With regards to The Muppet Christmas Carol though, what is the point in me venting all this? I wonder whether I’m being too harsh on a film that I generally like, but just feel is significantly flawed and overexposed. I think it comes down to the power and scope of A Christmas Carol itself. It’s like Shakespeare honestly, in that it’s been redone so many times and in so many ways –and that itself is wonderful. I love that A Christmas Carol as a narrative is arguably overexposed, and I don’t honestly mind deviations from the source (that said there are some that miss the point completely). It’s that abiding affection I have for the story and what it means, how profound and inspiring it is, that it disappoints me how people will limit themselves to just one interpretation of it –and an interpretation that is very limited in spite of its’ virtues. Throughout this piece I’ve highlighted parts of the story that don’t appear in The Muppet Christmas Carol as a reminder of how much more there is to the story than those who know only that version are aware.

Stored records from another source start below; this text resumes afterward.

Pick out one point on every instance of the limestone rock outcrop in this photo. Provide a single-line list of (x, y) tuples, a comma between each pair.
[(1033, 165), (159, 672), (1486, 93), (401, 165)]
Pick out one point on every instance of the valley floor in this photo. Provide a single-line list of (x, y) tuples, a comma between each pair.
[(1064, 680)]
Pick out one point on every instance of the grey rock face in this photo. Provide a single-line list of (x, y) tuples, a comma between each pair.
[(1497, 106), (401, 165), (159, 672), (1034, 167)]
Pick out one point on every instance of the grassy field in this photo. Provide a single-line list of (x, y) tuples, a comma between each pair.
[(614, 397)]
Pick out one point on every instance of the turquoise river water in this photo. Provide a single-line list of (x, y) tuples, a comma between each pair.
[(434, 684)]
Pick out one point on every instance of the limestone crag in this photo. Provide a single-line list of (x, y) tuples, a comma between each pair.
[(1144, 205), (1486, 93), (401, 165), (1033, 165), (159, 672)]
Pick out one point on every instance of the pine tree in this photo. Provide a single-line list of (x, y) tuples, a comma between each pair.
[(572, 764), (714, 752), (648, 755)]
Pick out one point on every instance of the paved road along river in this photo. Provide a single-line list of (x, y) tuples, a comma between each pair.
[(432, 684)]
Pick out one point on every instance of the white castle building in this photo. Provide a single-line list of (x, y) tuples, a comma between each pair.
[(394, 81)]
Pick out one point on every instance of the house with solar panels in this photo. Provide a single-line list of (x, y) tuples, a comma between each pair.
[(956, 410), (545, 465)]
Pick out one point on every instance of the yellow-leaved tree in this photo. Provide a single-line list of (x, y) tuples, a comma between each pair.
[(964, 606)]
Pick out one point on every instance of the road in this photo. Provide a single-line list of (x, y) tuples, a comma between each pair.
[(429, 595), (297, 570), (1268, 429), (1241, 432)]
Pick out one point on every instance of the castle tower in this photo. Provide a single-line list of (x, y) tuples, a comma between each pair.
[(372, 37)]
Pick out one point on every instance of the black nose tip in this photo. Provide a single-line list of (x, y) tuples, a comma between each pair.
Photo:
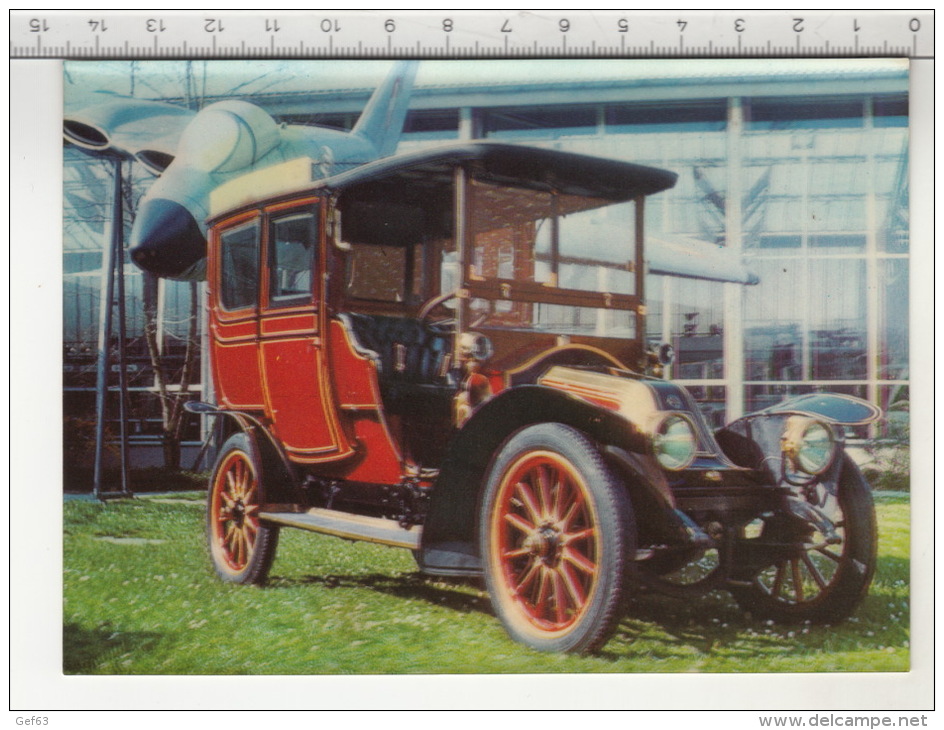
[(165, 239)]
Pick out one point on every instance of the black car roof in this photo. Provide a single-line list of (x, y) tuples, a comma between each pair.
[(565, 172)]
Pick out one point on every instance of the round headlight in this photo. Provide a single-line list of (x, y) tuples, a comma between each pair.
[(809, 444), (674, 442)]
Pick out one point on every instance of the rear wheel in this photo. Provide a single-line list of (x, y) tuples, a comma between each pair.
[(242, 547), (558, 540), (819, 581)]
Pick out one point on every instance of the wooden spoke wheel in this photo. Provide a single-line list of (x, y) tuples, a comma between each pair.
[(821, 580), (558, 540), (241, 546)]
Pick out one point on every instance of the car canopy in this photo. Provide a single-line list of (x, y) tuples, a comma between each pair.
[(533, 167)]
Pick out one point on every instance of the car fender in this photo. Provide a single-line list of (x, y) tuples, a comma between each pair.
[(449, 543)]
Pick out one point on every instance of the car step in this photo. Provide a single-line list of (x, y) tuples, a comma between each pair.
[(349, 526)]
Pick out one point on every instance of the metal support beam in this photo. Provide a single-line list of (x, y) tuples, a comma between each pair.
[(733, 293), (112, 266)]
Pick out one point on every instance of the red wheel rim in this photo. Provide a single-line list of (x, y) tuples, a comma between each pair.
[(545, 541), (234, 510)]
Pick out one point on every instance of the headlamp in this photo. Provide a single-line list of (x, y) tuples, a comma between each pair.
[(808, 445), (674, 441)]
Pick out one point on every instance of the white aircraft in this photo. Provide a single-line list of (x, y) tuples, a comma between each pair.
[(195, 153)]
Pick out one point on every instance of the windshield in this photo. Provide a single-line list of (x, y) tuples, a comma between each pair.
[(550, 262)]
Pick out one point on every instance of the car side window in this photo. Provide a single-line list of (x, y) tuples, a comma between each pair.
[(291, 258), (239, 267)]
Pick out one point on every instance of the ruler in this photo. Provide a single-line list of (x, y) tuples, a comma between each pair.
[(151, 34)]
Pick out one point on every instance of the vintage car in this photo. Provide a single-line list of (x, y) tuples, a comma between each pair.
[(444, 351)]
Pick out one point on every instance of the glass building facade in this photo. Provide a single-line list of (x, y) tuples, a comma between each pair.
[(805, 173)]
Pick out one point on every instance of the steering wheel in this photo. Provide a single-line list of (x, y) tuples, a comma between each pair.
[(426, 311)]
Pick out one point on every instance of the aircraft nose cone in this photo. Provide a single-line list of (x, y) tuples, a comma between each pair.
[(165, 239)]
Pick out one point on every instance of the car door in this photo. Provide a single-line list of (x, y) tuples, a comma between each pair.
[(297, 391), (234, 312)]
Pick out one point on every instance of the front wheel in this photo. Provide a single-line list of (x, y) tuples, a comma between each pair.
[(242, 547), (819, 581), (557, 539)]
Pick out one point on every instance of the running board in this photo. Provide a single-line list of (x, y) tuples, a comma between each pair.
[(349, 526)]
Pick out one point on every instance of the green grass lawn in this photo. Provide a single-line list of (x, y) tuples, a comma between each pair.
[(140, 598)]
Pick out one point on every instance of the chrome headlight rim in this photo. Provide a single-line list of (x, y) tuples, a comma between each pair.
[(659, 434), (802, 439)]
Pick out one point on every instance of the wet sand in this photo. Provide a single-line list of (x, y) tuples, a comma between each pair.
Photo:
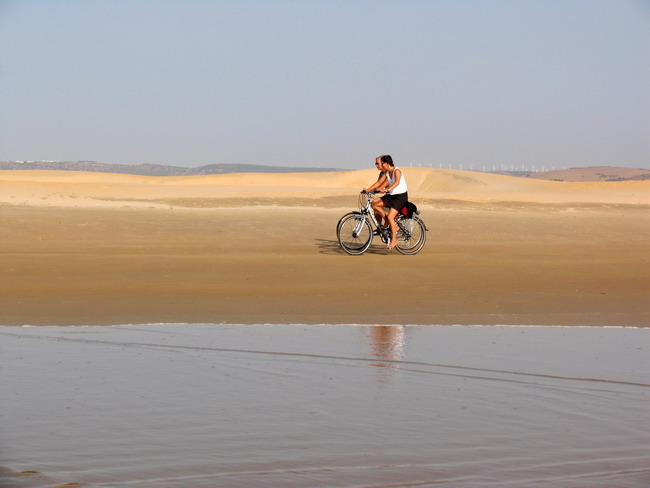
[(307, 406)]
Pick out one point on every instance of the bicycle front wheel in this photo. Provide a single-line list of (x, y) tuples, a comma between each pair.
[(411, 235), (355, 234)]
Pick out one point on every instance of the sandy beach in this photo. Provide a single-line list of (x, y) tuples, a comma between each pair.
[(93, 248)]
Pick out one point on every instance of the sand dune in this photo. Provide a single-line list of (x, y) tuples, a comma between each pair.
[(62, 188), (91, 248)]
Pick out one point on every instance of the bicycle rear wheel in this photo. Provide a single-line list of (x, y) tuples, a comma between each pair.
[(355, 234), (338, 225), (411, 235)]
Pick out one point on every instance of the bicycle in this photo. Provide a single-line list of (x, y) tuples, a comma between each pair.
[(356, 230)]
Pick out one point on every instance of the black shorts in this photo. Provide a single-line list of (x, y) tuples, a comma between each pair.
[(395, 201)]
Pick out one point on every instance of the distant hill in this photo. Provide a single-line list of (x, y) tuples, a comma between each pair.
[(592, 173), (595, 173), (154, 169)]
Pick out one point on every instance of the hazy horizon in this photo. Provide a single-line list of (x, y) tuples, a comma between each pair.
[(327, 84)]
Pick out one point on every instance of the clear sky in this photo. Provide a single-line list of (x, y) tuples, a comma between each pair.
[(332, 83)]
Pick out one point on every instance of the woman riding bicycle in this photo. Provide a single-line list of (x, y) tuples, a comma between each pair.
[(394, 185)]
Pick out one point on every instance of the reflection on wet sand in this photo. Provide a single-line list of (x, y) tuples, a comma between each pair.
[(256, 406), (388, 343)]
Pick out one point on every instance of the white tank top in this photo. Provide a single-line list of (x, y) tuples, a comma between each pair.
[(401, 187)]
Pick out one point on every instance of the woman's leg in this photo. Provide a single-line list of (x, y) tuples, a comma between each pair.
[(392, 213), (377, 205)]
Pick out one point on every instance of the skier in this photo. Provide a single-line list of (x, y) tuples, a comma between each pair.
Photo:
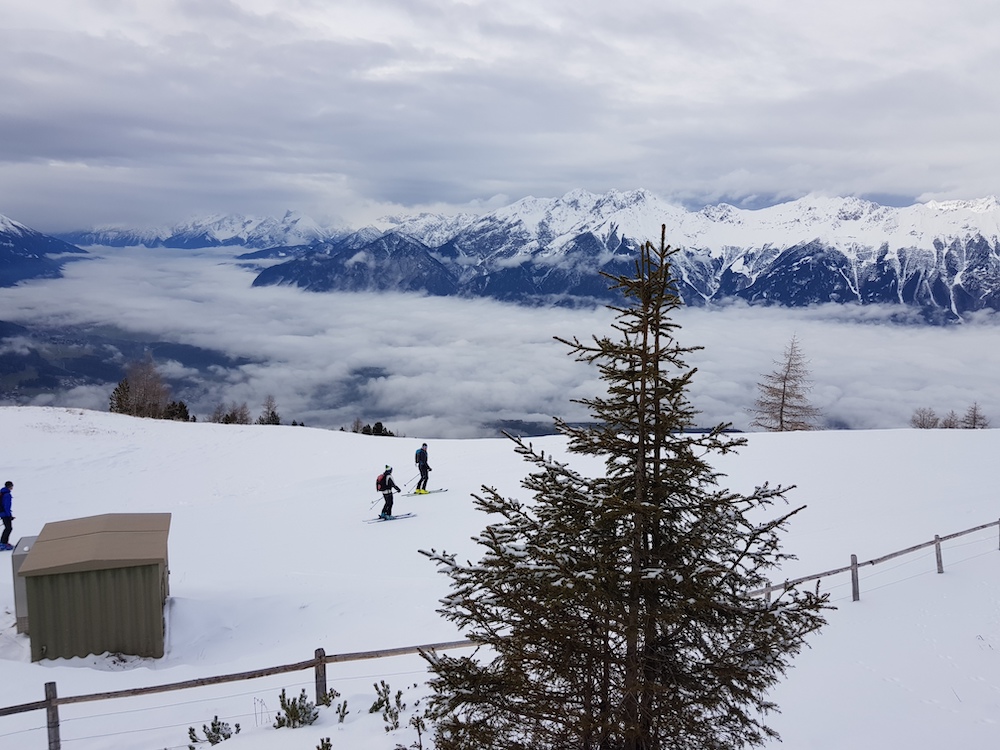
[(6, 499), (386, 486), (421, 461)]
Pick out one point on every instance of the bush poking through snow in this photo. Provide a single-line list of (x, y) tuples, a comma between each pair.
[(298, 713), (214, 734)]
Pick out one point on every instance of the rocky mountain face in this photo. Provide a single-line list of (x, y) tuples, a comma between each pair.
[(941, 258), (27, 254)]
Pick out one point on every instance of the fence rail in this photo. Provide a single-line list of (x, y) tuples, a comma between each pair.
[(853, 567), (318, 663)]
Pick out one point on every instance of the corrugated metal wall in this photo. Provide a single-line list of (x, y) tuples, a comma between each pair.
[(118, 610)]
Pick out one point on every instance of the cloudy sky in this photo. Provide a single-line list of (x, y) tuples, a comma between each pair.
[(154, 111)]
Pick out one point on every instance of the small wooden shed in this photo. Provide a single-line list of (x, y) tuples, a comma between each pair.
[(98, 584)]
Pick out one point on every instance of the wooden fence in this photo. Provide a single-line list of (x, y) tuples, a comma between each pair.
[(853, 567), (50, 704)]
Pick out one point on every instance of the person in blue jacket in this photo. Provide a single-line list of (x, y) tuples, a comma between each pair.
[(6, 500), (386, 489), (420, 459)]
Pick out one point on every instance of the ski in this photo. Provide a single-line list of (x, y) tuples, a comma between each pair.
[(390, 518)]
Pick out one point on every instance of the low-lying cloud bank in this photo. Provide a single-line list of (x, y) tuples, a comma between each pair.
[(444, 367)]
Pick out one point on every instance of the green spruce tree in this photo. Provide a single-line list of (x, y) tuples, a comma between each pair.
[(616, 609)]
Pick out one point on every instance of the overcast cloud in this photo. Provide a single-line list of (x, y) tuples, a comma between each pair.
[(445, 367), (154, 111)]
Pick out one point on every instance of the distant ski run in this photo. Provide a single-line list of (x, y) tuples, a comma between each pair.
[(391, 518)]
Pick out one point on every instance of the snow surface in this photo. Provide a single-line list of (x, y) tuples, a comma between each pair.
[(269, 560)]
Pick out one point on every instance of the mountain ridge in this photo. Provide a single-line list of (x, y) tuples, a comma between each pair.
[(941, 257)]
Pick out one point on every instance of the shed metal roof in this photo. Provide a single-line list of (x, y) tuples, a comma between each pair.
[(112, 540)]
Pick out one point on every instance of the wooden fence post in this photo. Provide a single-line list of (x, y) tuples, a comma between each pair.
[(52, 715), (855, 586), (320, 675)]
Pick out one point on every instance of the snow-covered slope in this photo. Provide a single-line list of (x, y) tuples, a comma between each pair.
[(26, 254), (269, 560)]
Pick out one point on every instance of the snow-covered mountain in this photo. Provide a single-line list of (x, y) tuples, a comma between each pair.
[(27, 254), (941, 257), (212, 231)]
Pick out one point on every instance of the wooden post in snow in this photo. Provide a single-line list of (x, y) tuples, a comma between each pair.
[(855, 586), (320, 675), (52, 716)]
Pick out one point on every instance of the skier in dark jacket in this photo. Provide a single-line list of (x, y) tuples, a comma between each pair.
[(6, 500), (421, 460), (387, 487)]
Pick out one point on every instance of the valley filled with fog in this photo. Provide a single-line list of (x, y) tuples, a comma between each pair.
[(450, 367)]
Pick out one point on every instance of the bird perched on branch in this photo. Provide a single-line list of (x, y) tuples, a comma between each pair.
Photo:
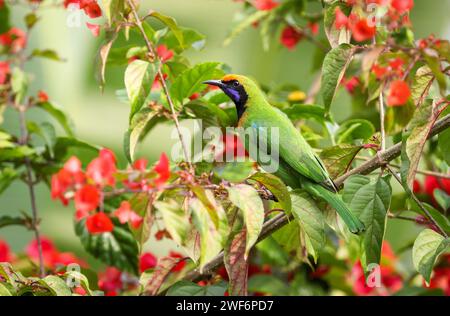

Ideally folks should watch other adaptations: The Alistair Sim and George C. Scott versions are about as good as their reputations (the latter is my personal favourite); though it may require seeking out, the Patrick Stewart version from 1999 is pretty strong and authentic to the books’ text and themes, and in the realm of animation there’s none better than the 1971 Richard Williams short that you can find on youtube. I’d also encourage people to support theatre productions where they can, and hell watch those TV parodies –Blackadder’s Christmas Carol is still a riot! Most of all though, far from being dry and dated, the book has stood the test of time extraordinarily well and remains by far the best means to experience this story –it also bears repeating that it is a short book, and in unabridged form can be read in its’ entirety in under three hours. The themes and atmosphere, the tenderness and raw emotion is just as resonant as it ever was and ever will be. It’s a book that changed my life and I know it has the capacity to change others’ so long as they’re willing to give it the chance. So this year, instead of watching The Muppet Christmas Carol for the 100th time, maybe for a change endeavour to take Gonzo Dickens’ advice from the end of the movie, indeed perhaps the part of the movie I love best, and read the book.